Salonique, nid d'espions est une très belle surprise. Réalisée en 1937 par Georg Wilhelm Pabst, réalisateur allemand exilé en France depuis l'arrivée au pouvoir des nazis dans son pays, cette aventure d'espionnage mériterait d'être redécouverte. Servie par un imposant casting franco-allemand, elle a l'originalité de proposer une histoire traitant des services d'espionnage pendant la Première Guerre Mondiale, qui plus est sur le front d'Orient entre la Grèce et la Bulgarie - une partie de l'Europe en guerre souvent méconnue du grand public, à l'image du Capitaine Conan de Vercel (adapté au cinéma par Bertrand Tavernier en 1996). En outre, l'espion de grand talent et recherché activement par les Alliés est une femme, autour de qui tout s'organise. Cette seconde originalité ne doit, toutefois, pas faire illusion, Salonique est un film d'hommes, où LA femme est un homme comme les autres. L'argument posé, le film offre tous les éléments classiques d'un grand film d'aventures, fait de jolies femmes mystérieuses, d'agents doubles, de traîtres, d'hommes d'honneurs, d'exotisme et d'un petit brin de fantaisie.
Le seul problème du film vient, hélas, de la copie abîmée, très médiocre et aujourd'hui introuvable dans une meilleure version DVD - d'où parfois un souffle ou des plans coupés qui rendent inintelligibles quelques scènes, ce qui dérange dans un film d'espionnage où chaque élément a son importance. Qu'importe puisque le résultat est plus qu'agréable à visionner. On y retrouve pêle-mêle Pierre Blanchar en agent à double tranchant, argument comique du film avec son improbable fez vissé sur la tête ; Louis Jouvet en sombre espion allemand, très sobre même lors d'une jolie séquence comique avec Jean-Louis Barrault, manifestement fou ; Charles Dullin dans un trop court rôle d'officier ; Pierre Fresnay dans un ersatz sans épaisseur du capitaine de Boëldieu de La Grande Illusion (Renoir), tournée la même année ! ; Viviane Romance sous employée à jouer les charmantes danseuses de cabaret, même si son rôle est important ; Dita Parlo enfin, en espionne sensuelle et courageuse.

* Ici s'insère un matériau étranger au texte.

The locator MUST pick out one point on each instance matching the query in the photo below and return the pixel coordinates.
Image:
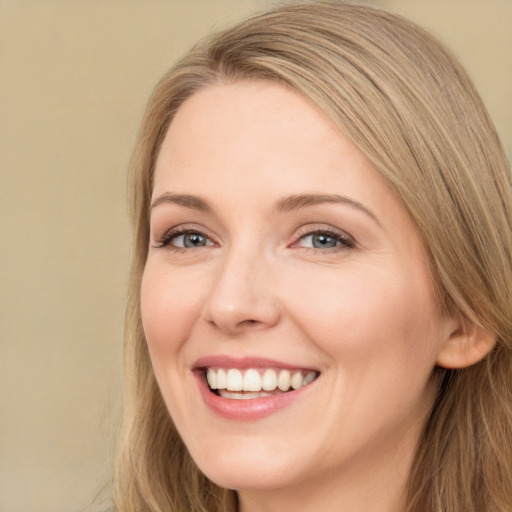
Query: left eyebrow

Salonique souffre de quelques longueurs, dues à une baisse de rythme que l'on retrouve dans beaucoup de films de cette époque, qui n'utilisent pas assez la musique. Pourtant, force est de reconnaître l'évident plaisir qui se dégage de ces scènes entre Pierre Blanchar, Pierre Fresnay et Dita Parlo ; Louis Jouvet et Jean-Louis Barrault. Le réalisateur sert un grand spectacle sur un fond historique oublié, avec suspens et action (une jolie course poursuite en voitures à la fin). Une sortie restaurée en DVD serait vraiment une grande idée et permettrait au plus grand nombre de redécouvrir ce charmant film d'espionnage.